Now, select the model with the best performance based on the training and validation sets. Evaluate this top model using the test set!

In [30]:
#Your code here
np.random.seed(123)
model = Sequential()
model.add(layers.Dense(8, input_dim=10, kernel_initializer="lecun_normal", activation='tanh'))
model.add(layers.Dense(1, activation = 'linear'))

model.compile(optimizer= "rmsprop" ,loss='mse',metrics=['mse'])
hist = model.fit(X_train, Y_train, batch_size=32, 
                 epochs=100, validation_data = (X_val, Y_val), verbose = 0)

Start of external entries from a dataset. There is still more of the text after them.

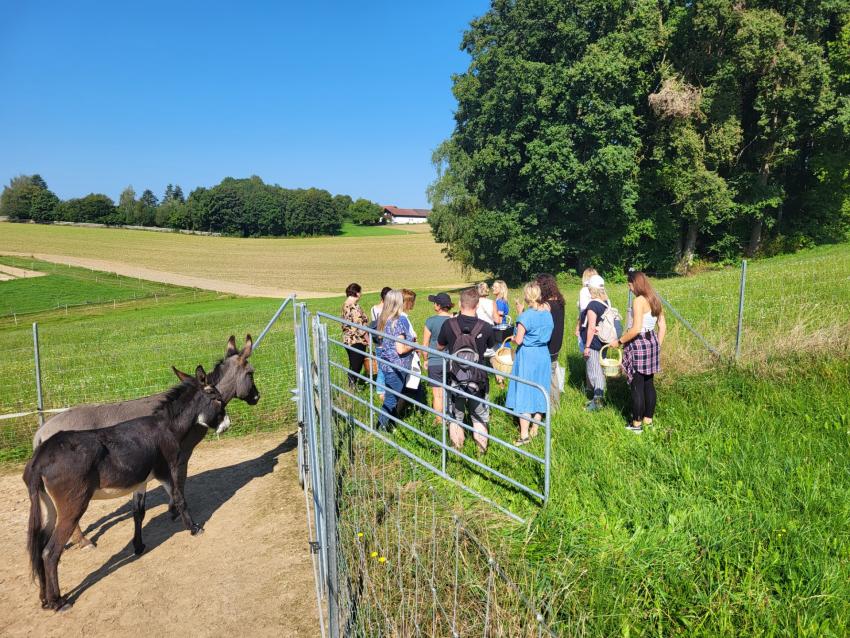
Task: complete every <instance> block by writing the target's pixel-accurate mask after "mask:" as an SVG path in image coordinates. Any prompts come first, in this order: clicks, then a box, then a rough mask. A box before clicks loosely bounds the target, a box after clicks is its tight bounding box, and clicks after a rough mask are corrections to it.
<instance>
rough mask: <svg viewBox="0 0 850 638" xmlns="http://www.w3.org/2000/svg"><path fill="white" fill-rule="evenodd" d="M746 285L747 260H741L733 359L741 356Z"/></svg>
mask: <svg viewBox="0 0 850 638" xmlns="http://www.w3.org/2000/svg"><path fill="white" fill-rule="evenodd" d="M746 286H747V260H746V259H745V260H743V261H742V262H741V292H740V295H739V297H738V334H737V335H736V336H735V361H737V360H738V357H740V356H741V333H742V331H743V328H744V290H745V289H746Z"/></svg>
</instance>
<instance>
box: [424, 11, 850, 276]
mask: <svg viewBox="0 0 850 638" xmlns="http://www.w3.org/2000/svg"><path fill="white" fill-rule="evenodd" d="M848 7H850V1H848V0H830V1H829V2H826V1H822V2H818V1H815V0H788V1H787V2H782V3H776V2H747V3H742V2H736V1H734V0H697V1H696V2H657V0H636V1H635V2H621V1H618V0H617V1H613V2H612V1H610V0H577V1H575V2H570V3H564V2H561V1H560V0H494V2H493V4H492V7H491V9H490V11H488V12H487V13H486V14H485V15H484V16H482V17H481V18H479V19H478V20H475V21H474V22H473V23H472V25H471V28H470V30H469V31H468V32H467V33H466V34H465V35H464V39H463V43H462V47H463V49H464V50H465V51H466V52H467V53H468V54H469V55H470V57H471V62H470V66H469V69H468V70H467V71H466V72H465V73H463V74H460V75H457V76H456V77H455V78H454V94H455V97H456V99H457V102H458V107H457V112H456V116H455V117H456V126H455V130H454V133H453V134H452V136H451V138H450V139H449V140H447V141H446V142H445V143H443V144H442V145H441V146H440V147H439V149H438V151H437V152H436V153H435V157H434V159H435V163H436V165H437V168H438V178H437V180H436V181H435V183H434V184H433V185H432V187H431V189H430V191H429V193H430V197H431V201H432V204H433V208H434V213H433V215H432V217H431V224H432V229H433V232H434V235H435V237H436V238H437V240H438V241H441V242H443V243H444V244H445V245H446V251H447V254H448V255H449V256H450V257H452V258H454V259H457V260H459V261H460V262H461V263H463V264H465V265H469V266H474V267H476V268H479V269H482V270H485V271H489V272H492V273H494V274H497V275H500V276H503V277H506V278H509V279H513V280H517V279H520V278H523V277H527V276H529V275H531V274H533V273H534V272H535V271H539V270H542V269H546V270H555V271H561V270H565V269H569V268H577V267H583V266H585V265H595V266H598V267H602V268H605V269H608V270H614V269H619V268H620V267H622V266H623V265H625V264H626V263H629V264H630V265H637V266H641V267H649V268H652V269H656V270H667V269H670V268H672V267H674V266H676V265H678V266H679V267H680V268H684V269H686V268H687V267H688V265H689V264H690V262H691V261H692V259H693V258H694V257H695V256H696V255H702V256H708V257H712V258H720V259H724V258H729V257H731V256H734V255H738V254H741V253H742V252H747V253H749V254H756V253H758V252H759V250H760V249H761V248H762V247H763V246H764V243H765V237H766V236H768V237H769V238H770V239H772V240H773V239H776V238H781V237H784V236H787V235H789V234H792V233H796V234H797V235H801V234H802V235H805V236H807V237H810V238H812V239H817V237H818V236H822V235H823V232H822V230H821V229H822V228H823V224H812V223H808V221H807V219H808V217H809V215H810V213H809V212H807V210H806V209H807V206H808V207H809V208H811V202H812V199H813V198H814V195H813V194H811V193H813V191H816V192H817V201H818V202H821V203H822V202H829V204H828V210H827V211H822V212H821V214H820V215H819V217H821V218H823V217H824V216H825V217H828V218H829V219H830V220H832V221H833V222H835V223H833V224H831V225H830V228H832V229H833V230H834V234H832V235H831V239H833V240H835V239H840V238H842V237H844V236H846V223H842V222H841V219H842V213H841V212H840V211H841V210H842V209H843V210H845V211H846V207H847V204H846V202H847V191H846V186H843V185H840V184H841V183H842V180H841V176H842V175H846V171H847V167H848V165H850V155H848V150H847V148H846V144H844V143H842V142H841V141H840V140H841V138H842V134H843V131H844V130H845V129H844V125H843V124H842V122H844V121H846V120H847V116H846V100H847V88H846V86H845V85H842V83H841V81H840V78H841V69H846V59H847V58H846V57H845V56H846V51H847V43H846V41H847V38H848V37H850V36H848V35H847V32H846V25H847V23H848V16H850V8H848ZM842 114H844V115H842ZM845 139H846V138H845ZM845 181H846V180H845ZM844 217H845V218H846V213H845V214H844ZM842 233H843V234H842Z"/></svg>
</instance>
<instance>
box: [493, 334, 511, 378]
mask: <svg viewBox="0 0 850 638" xmlns="http://www.w3.org/2000/svg"><path fill="white" fill-rule="evenodd" d="M510 340H511V338H510V337H508V338H507V339H505V340H504V341H503V342H502V347H501V348H499V349H498V350H496V354H495V355H493V358H492V359H490V363H491V364H492V365H493V368H494V369H495V370H497V371H498V372H503V373H505V374H510V373H511V371H512V370H513V369H514V351H513V350H511V349H510V348H508V347H507V346H506V345H505V344H506V343H508V341H510Z"/></svg>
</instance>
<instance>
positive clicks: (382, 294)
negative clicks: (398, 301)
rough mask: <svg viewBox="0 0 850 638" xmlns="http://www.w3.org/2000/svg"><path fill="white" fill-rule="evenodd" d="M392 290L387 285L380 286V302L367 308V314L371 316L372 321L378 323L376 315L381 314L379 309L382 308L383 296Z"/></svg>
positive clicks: (376, 316) (377, 320) (370, 316)
mask: <svg viewBox="0 0 850 638" xmlns="http://www.w3.org/2000/svg"><path fill="white" fill-rule="evenodd" d="M390 290H392V288H390V287H389V286H384V287H383V288H381V303H377V304H375V305H374V306H372V307H371V308H370V309H369V316H370V317H371V318H372V323H373V324H375V325H377V324H378V317H380V316H381V311H382V310H383V309H384V297H386V296H387V293H388V292H389V291H390Z"/></svg>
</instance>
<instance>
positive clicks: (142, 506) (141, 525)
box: [133, 486, 147, 556]
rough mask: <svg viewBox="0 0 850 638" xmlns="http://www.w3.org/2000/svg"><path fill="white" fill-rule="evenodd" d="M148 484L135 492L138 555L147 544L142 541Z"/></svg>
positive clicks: (133, 537)
mask: <svg viewBox="0 0 850 638" xmlns="http://www.w3.org/2000/svg"><path fill="white" fill-rule="evenodd" d="M146 487H147V486H145V487H142V488H140V489H138V490H136V492H135V493H134V494H133V523H135V530H134V532H133V552H134V553H135V554H136V556H139V555H141V554H142V552H144V551H145V544H144V543H142V521H143V520H145V496H146V495H147V489H146Z"/></svg>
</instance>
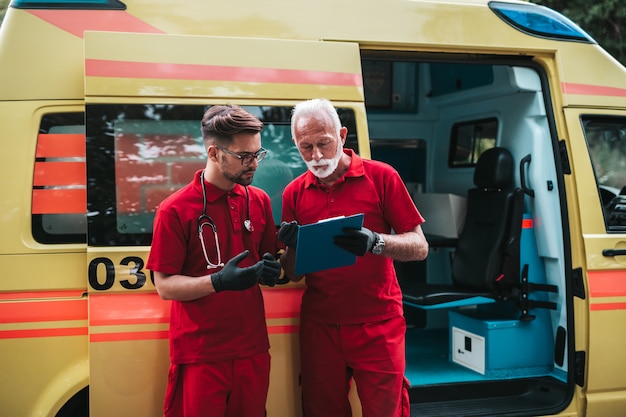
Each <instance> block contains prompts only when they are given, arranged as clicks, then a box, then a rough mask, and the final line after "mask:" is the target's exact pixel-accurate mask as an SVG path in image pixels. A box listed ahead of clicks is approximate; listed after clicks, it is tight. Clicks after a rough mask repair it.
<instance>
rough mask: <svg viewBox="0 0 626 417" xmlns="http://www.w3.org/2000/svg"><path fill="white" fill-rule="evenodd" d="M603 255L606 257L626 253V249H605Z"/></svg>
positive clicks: (624, 253)
mask: <svg viewBox="0 0 626 417" xmlns="http://www.w3.org/2000/svg"><path fill="white" fill-rule="evenodd" d="M602 255H604V256H606V257H612V256H620V255H626V249H603V250H602Z"/></svg>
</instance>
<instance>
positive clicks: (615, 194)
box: [582, 116, 626, 233]
mask: <svg viewBox="0 0 626 417" xmlns="http://www.w3.org/2000/svg"><path fill="white" fill-rule="evenodd" d="M582 123H583V127H584V131H585V138H586V140H587V146H588V147H589V153H590V155H591V162H592V164H593V169H594V171H595V176H596V182H597V184H598V192H599V193H600V200H601V202H602V206H603V211H604V222H605V225H606V229H607V231H608V232H621V233H623V232H626V118H622V117H609V116H607V117H598V116H585V117H583V119H582Z"/></svg>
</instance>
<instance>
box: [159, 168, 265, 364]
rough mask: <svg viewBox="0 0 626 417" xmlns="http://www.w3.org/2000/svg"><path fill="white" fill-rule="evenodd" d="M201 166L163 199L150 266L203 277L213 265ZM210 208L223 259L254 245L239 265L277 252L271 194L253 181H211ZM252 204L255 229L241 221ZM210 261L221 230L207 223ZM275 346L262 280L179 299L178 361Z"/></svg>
mask: <svg viewBox="0 0 626 417" xmlns="http://www.w3.org/2000/svg"><path fill="white" fill-rule="evenodd" d="M200 173H201V171H198V172H197V173H196V175H195V177H194V180H193V181H192V182H191V183H190V184H188V185H187V186H185V187H184V188H182V189H180V190H179V191H177V192H175V193H173V194H172V195H171V196H169V197H168V198H167V199H165V200H164V201H163V202H162V203H161V205H160V206H159V208H158V209H157V213H156V217H155V219H154V234H153V238H152V247H151V249H150V256H149V258H148V263H147V268H148V269H150V270H152V271H159V272H162V273H165V274H182V275H188V276H202V275H206V274H210V273H214V272H217V271H219V270H220V269H221V268H217V269H207V262H206V260H205V257H204V254H203V251H202V246H201V243H200V239H199V236H198V217H199V216H200V215H201V214H202V209H203V201H202V188H201V185H200ZM205 187H206V194H207V209H206V214H207V215H209V216H210V217H211V218H212V219H213V221H214V222H215V226H216V229H217V237H218V239H219V246H220V249H221V254H222V262H223V263H226V262H227V261H228V260H230V259H231V258H233V257H234V256H236V255H238V254H239V253H241V252H243V251H244V250H245V249H248V250H250V254H249V255H248V257H247V258H246V259H244V260H243V261H242V262H241V263H240V264H239V266H240V267H246V266H250V265H253V264H255V263H256V262H257V261H259V260H260V259H261V257H262V256H263V254H264V253H265V252H269V253H271V254H274V253H275V252H276V226H275V224H274V220H273V217H272V209H271V203H270V199H269V197H268V195H267V194H266V193H265V192H264V191H263V190H261V189H259V188H256V187H253V186H249V187H248V192H249V195H250V197H249V201H247V198H246V191H245V188H244V187H243V186H241V185H236V186H235V188H234V189H233V190H231V191H224V190H220V189H219V188H217V187H215V186H213V185H212V184H209V183H206V182H205ZM248 209H249V211H250V219H251V221H252V225H253V227H254V231H252V232H248V231H247V230H246V229H245V227H244V225H243V222H244V220H246V217H247V210H248ZM203 237H204V243H205V245H206V252H207V255H208V257H209V260H210V261H211V262H212V263H217V248H216V245H215V237H214V235H213V231H212V229H211V228H210V227H204V228H203ZM268 349H269V340H268V336H267V327H266V324H265V310H264V306H263V298H262V294H261V289H260V288H259V286H258V285H255V286H253V287H252V288H249V289H247V290H244V291H223V292H219V293H216V294H210V295H208V296H205V297H201V298H199V299H196V300H193V301H173V302H172V308H171V317H170V357H171V361H172V363H173V364H184V363H195V362H210V361H217V360H229V359H237V358H243V357H248V356H250V355H254V354H257V353H261V352H266V351H267V350H268Z"/></svg>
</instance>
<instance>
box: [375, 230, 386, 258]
mask: <svg viewBox="0 0 626 417" xmlns="http://www.w3.org/2000/svg"><path fill="white" fill-rule="evenodd" d="M384 250H385V239H383V237H382V235H381V234H380V233H376V242H374V246H372V253H373V254H374V255H380V254H381V253H383V251H384Z"/></svg>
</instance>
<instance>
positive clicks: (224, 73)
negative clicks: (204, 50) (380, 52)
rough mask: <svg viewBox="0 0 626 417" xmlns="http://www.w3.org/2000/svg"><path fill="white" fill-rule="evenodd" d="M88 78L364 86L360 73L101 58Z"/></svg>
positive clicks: (86, 66) (353, 86)
mask: <svg viewBox="0 0 626 417" xmlns="http://www.w3.org/2000/svg"><path fill="white" fill-rule="evenodd" d="M85 75H86V76H88V77H112V78H158V79H174V80H196V81H197V80H204V81H234V82H257V83H277V84H310V85H334V86H349V87H361V86H362V85H363V82H362V79H361V75H360V74H354V73H345V72H333V71H309V70H291V69H280V68H252V67H233V66H223V65H199V64H172V63H158V62H156V63H155V62H129V61H109V60H99V59H86V60H85Z"/></svg>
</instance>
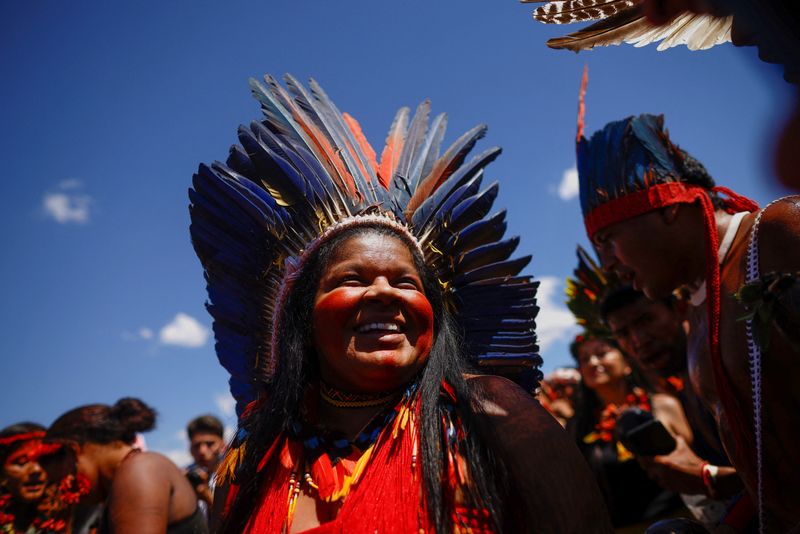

pred_train = model.predict(X_train).reshape(-1)
pred_val = model.predict(X_val).reshape(-1)

MSE_train = np.mean((pred_train-Y_train)**2)
MSE_val = np.mean((pred_val-Y_val)**2)

test_predict = model.predict(X_test).reshape(-1)
test_MSE = np.mean((test_predict-Y_test)**2)

print(MSE_train)
print(MSE_val, "\n")
print(test_MSE)

1.0689122473367239
0.949402261853473 

0.19939251636047


## Summary  

In this lab, you worked to ensure your model converged properly. Additionally, you also investigated the impact of varying initialization and optimization routines.